Open Golchoubian opened 2 years ago
@Golchoubian could you enable debug logging in the NVIDIA Container CLI by uncommenting the line:
#debug = "/var/log/nvidia-container-toolkit.log"
in /etc/nvidia-container-runtime/config.toml
, repeating the failed run, and then attaching the /var/log/nvidia-container-toolkit.log
here. From the message it would seem as if the ldcache is not being updated correctly in the container.
We could also run the following to confirm:
docker run --rm --gpus all nvidia/cuda:11.0.3-base-ubuntu20.04 bash -c "ldconfig; nvidia-smi"
Could you provide more information on your host system and whether something might be preventing /sbin/ldconfig
from being run by the NVIDIA Container Runtime Hook?

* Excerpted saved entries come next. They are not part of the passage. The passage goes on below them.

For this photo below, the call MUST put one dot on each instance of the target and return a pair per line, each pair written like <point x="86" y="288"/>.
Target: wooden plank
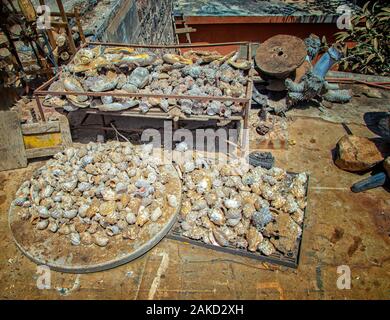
<point x="42" y="152"/>
<point x="65" y="131"/>
<point x="185" y="30"/>
<point x="12" y="153"/>
<point x="41" y="127"/>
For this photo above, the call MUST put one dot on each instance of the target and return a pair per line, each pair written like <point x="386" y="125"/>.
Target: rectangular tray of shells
<point x="288" y="259"/>
<point x="130" y="79"/>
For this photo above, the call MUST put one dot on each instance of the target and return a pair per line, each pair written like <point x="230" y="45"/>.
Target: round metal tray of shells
<point x="57" y="250"/>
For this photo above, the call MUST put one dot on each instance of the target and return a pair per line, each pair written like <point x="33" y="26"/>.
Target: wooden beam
<point x="42" y="127"/>
<point x="42" y="152"/>
<point x="12" y="153"/>
<point x="185" y="30"/>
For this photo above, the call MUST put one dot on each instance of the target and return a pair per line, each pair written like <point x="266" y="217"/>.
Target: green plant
<point x="370" y="34"/>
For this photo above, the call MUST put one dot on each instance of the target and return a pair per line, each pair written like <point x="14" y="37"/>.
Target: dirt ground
<point x="341" y="229"/>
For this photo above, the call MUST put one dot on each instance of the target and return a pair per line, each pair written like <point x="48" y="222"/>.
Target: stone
<point x="356" y="153"/>
<point x="371" y="92"/>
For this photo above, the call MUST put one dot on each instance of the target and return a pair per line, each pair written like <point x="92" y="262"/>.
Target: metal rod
<point x="113" y="44"/>
<point x="138" y="95"/>
<point x="78" y="23"/>
<point x="64" y="17"/>
<point x="42" y="114"/>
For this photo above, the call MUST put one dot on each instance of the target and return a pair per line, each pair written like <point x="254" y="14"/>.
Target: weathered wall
<point x="141" y="21"/>
<point x="135" y="21"/>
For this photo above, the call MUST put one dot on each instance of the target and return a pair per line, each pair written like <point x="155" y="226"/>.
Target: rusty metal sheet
<point x="280" y="55"/>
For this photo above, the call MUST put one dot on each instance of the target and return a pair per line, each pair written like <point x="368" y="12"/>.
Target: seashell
<point x="53" y="227"/>
<point x="195" y="233"/>
<point x="70" y="214"/>
<point x="164" y="105"/>
<point x="189" y="166"/>
<point x="143" y="216"/>
<point x="231" y="204"/>
<point x="86" y="238"/>
<point x="233" y="222"/>
<point x="122" y="166"/>
<point x="143" y="59"/>
<point x="71" y="84"/>
<point x="116" y="106"/>
<point x="43" y="212"/>
<point x="220" y="237"/>
<point x="107" y="207"/>
<point x="217" y="217"/>
<point x="268" y="193"/>
<point x="56" y="213"/>
<point x="139" y="77"/>
<point x="211" y="198"/>
<point x="266" y="247"/>
<point x="301" y="178"/>
<point x="91" y="169"/>
<point x="131" y="218"/>
<point x="241" y="64"/>
<point x="277" y="173"/>
<point x="84" y="56"/>
<point x="130" y="88"/>
<point x="156" y="214"/>
<point x="203" y="186"/>
<point x="75" y="238"/>
<point x="174" y="58"/>
<point x="120" y="188"/>
<point x="101" y="240"/>
<point x="64" y="229"/>
<point x="185" y="208"/>
<point x="131" y="233"/>
<point x="278" y="202"/>
<point x="101" y="83"/>
<point x="233" y="214"/>
<point x="185" y="226"/>
<point x="144" y="188"/>
<point x="19" y="201"/>
<point x="199" y="205"/>
<point x="108" y="195"/>
<point x="86" y="160"/>
<point x="261" y="218"/>
<point x="84" y="186"/>
<point x="42" y="224"/>
<point x="47" y="191"/>
<point x="112" y="230"/>
<point x="93" y="227"/>
<point x="248" y="210"/>
<point x="291" y="205"/>
<point x="69" y="186"/>
<point x="47" y="202"/>
<point x="254" y="238"/>
<point x="298" y="190"/>
<point x="172" y="201"/>
<point x="298" y="216"/>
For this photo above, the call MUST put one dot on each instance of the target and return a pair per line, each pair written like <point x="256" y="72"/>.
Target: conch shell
<point x="118" y="50"/>
<point x="174" y="58"/>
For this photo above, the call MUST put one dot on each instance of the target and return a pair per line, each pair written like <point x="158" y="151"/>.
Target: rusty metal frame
<point x="243" y="116"/>
<point x="290" y="260"/>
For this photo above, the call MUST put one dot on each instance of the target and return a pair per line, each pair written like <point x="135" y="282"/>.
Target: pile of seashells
<point x="98" y="192"/>
<point x="123" y="70"/>
<point x="243" y="207"/>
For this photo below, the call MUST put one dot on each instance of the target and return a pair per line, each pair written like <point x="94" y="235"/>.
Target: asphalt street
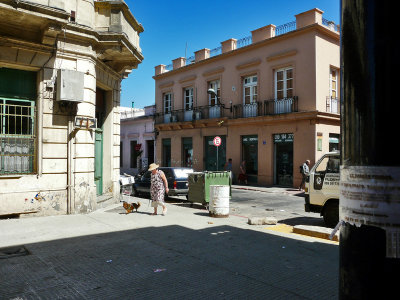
<point x="186" y="254"/>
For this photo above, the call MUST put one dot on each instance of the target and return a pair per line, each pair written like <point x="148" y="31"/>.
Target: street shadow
<point x="217" y="262"/>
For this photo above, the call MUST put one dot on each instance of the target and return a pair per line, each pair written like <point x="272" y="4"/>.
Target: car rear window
<point x="182" y="173"/>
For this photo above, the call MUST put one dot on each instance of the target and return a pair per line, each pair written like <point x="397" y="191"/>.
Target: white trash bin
<point x="219" y="201"/>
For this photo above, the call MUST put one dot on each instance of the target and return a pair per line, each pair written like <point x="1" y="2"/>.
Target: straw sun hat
<point x="153" y="167"/>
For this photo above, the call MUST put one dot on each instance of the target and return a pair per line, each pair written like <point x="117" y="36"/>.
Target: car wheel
<point x="331" y="214"/>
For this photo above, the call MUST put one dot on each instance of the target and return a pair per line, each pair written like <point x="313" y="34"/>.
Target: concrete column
<point x="228" y="45"/>
<point x="178" y="63"/>
<point x="309" y="17"/>
<point x="263" y="33"/>
<point x="202" y="54"/>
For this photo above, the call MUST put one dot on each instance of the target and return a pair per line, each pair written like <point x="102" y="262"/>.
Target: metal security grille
<point x="17" y="136"/>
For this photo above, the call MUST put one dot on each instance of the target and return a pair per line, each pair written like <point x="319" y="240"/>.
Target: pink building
<point x="272" y="98"/>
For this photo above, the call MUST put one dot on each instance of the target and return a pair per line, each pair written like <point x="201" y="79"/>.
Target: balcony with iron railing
<point x="255" y="109"/>
<point x="189" y="115"/>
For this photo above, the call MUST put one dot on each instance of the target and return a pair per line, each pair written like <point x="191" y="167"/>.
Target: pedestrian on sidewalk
<point x="228" y="167"/>
<point x="304" y="172"/>
<point x="158" y="188"/>
<point x="242" y="176"/>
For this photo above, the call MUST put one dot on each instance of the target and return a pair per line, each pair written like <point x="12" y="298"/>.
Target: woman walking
<point x="158" y="188"/>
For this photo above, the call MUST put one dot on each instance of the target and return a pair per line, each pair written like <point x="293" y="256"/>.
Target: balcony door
<point x="333" y="100"/>
<point x="188" y="103"/>
<point x="167" y="107"/>
<point x="283" y="91"/>
<point x="250" y="96"/>
<point x="214" y="110"/>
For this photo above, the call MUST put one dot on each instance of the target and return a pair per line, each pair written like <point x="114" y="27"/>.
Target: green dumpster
<point x="199" y="184"/>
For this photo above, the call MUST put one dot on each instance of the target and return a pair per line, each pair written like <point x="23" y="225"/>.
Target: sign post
<point x="217" y="142"/>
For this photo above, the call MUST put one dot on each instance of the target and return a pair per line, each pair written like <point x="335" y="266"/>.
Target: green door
<point x="98" y="161"/>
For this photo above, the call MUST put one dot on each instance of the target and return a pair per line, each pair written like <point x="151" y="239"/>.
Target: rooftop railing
<point x="243" y="42"/>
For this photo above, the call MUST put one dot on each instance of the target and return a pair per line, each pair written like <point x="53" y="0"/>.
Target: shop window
<point x="17" y="136"/>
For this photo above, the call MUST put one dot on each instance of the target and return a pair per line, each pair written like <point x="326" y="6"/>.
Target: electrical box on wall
<point x="69" y="85"/>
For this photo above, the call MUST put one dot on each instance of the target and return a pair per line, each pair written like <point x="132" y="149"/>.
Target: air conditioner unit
<point x="70" y="85"/>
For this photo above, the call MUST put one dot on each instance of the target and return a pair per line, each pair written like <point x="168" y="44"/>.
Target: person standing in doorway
<point x="304" y="172"/>
<point x="243" y="176"/>
<point x="228" y="167"/>
<point x="158" y="188"/>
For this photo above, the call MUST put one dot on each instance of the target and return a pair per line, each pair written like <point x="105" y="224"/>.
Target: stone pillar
<point x="202" y="54"/>
<point x="178" y="63"/>
<point x="309" y="17"/>
<point x="263" y="33"/>
<point x="159" y="69"/>
<point x="228" y="45"/>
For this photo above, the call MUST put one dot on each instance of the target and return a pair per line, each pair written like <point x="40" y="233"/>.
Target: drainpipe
<point x="69" y="166"/>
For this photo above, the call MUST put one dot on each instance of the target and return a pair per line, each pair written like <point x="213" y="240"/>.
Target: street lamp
<point x="213" y="93"/>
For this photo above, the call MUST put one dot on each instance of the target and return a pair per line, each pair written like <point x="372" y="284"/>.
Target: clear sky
<point x="175" y="26"/>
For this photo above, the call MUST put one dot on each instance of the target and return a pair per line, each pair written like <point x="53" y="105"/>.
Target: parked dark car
<point x="177" y="178"/>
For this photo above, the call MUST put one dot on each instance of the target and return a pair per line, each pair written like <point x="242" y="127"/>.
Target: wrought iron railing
<point x="285" y="28"/>
<point x="244" y="41"/>
<point x="331" y="25"/>
<point x="190" y="115"/>
<point x="281" y="106"/>
<point x="332" y="105"/>
<point x="255" y="109"/>
<point x="247" y="110"/>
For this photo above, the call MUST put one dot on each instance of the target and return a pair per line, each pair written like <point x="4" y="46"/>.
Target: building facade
<point x="137" y="139"/>
<point x="61" y="66"/>
<point x="272" y="98"/>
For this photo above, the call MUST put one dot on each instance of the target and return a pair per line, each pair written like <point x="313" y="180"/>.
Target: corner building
<point x="275" y="102"/>
<point x="61" y="66"/>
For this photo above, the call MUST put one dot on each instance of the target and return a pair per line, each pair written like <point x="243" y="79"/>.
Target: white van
<point x="322" y="188"/>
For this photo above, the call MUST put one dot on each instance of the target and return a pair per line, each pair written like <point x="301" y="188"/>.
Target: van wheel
<point x="331" y="214"/>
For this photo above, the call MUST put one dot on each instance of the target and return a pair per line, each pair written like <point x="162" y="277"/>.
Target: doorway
<point x="283" y="159"/>
<point x="150" y="151"/>
<point x="215" y="157"/>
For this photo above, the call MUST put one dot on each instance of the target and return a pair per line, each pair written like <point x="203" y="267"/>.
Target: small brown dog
<point x="129" y="207"/>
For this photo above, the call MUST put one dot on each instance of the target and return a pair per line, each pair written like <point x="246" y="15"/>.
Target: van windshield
<point x="329" y="164"/>
<point x="182" y="173"/>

@elezar Despite uncommenting the debug line that you mentioned, no nvidia-container-toolkit.log was created using the failed run, unless I again use the sudo with it, which afterwards gives me the following attached file. nvidia-container-toolkit.log
When I run the second command that you shared, I get the same error as follows:
$ docker run --rm --gpus all nvidia/cuda:11.0.3-base-ubuntu20.04 bash -c "ldconfig; nvidia-smi" docker: Error response from daemon: failed to create shim task: OCI runtime create failed: runc create failed: unable to start container process: error during container init: error running hook #0: error running hook: exit status 1, stdout: , stderr: nvidia-container-cli: initialization error: load library failed: libnvidia-ml.so.1: cannot open shared object file: no such file or directory: unknown.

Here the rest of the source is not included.